Consumers are starting to be more careful and the decision-makers, like employers and marketers, are consumers, too. Whatever happens in their personal lives starts impacting how they manage. We’re being cautious just like everybody else, but we’re not freaking out or anything. We’re being judicious.
Netflix and Disney+ are exploring the idea of introducing ad-tiered models for their services. What do you make of that potential opportunity for DeepIntent and other marketers?
Some consumers ended up using six to eight different streaming services over the course of the past couple of years and now they’re dialing back. Most of these media tech giants are realizing that trend.
For you to grow your subscriber base at a fast clip, you don’t have any other choice other than to go down the advertising base path. There has been a peak in terms of subscriptions and now what’s going to end up happening is exactly what you see in the telecom wars. There are no more “new” customers to go after, which means now you have to competitively steal.
Hulu has been doing that for years. There is a free plan with advertising and there’s a paid plan with no advertising, and I think we’re going to see gradations of that. All that advertising is doing is subsidizing the distribution of the consumption of that content.
In CTV, there is a greater complexity in terms of number of endpoints and number of content providers. Marketers generally are going to want to look through a single lens to see how their media is performing.
We’re sort of agnostic to what streaming service it is. We’ll plumb everywhere, as we have been doing. In the early days, there may be a vanity play in the sense that marketers always want to be first to launch. So when Netflix rolls out ads, the ROI on that type of solution may not be that great. But as the solution matures, the platform provider starts to sharpen their pencils.
Are there any other under-the-radar trends that marketers should pay attention to going forward?
Having been in the broader programmatic ecosystem for a while, there are a lot of broad trends agnostic to our company. First is the degree of maturation on platforms for things like handling fraud, traffic and viewability. Those are all table stakes for anything in programmatic marketing now.
Secondly, with the shift to CTV, marketers and publishers have been focusing on curating this inventory so that it’s easily merchandisable and consumable. You take the high degree of maturation, which leads to trust, then the CTV as an endpoint which got bigger through COVID.

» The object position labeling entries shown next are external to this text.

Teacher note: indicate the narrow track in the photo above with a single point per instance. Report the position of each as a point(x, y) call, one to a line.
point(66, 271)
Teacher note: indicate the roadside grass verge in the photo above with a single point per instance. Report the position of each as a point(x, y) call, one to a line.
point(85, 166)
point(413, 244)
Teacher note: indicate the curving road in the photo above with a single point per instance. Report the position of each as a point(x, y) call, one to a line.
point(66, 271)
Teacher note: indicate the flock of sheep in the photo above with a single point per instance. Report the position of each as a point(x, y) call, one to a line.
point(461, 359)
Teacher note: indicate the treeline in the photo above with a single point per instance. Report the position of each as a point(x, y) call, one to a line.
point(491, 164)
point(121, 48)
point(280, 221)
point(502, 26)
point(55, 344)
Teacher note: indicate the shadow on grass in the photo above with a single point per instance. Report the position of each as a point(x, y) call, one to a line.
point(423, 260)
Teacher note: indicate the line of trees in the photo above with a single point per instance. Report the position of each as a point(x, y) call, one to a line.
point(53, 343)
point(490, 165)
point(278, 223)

Another of the trends that we’re seeing is that traditionally linear media buying teams are starting to dip their toe in the water in a big way. You’ve got the big screen-scaled consumer experience and now you’re introducing automation and more granular data utilization. That’s an interesting trend to watch over the next couple of years. What will the behavior of linear marketers and buying teams look like and how will they adopt a platform like CTV?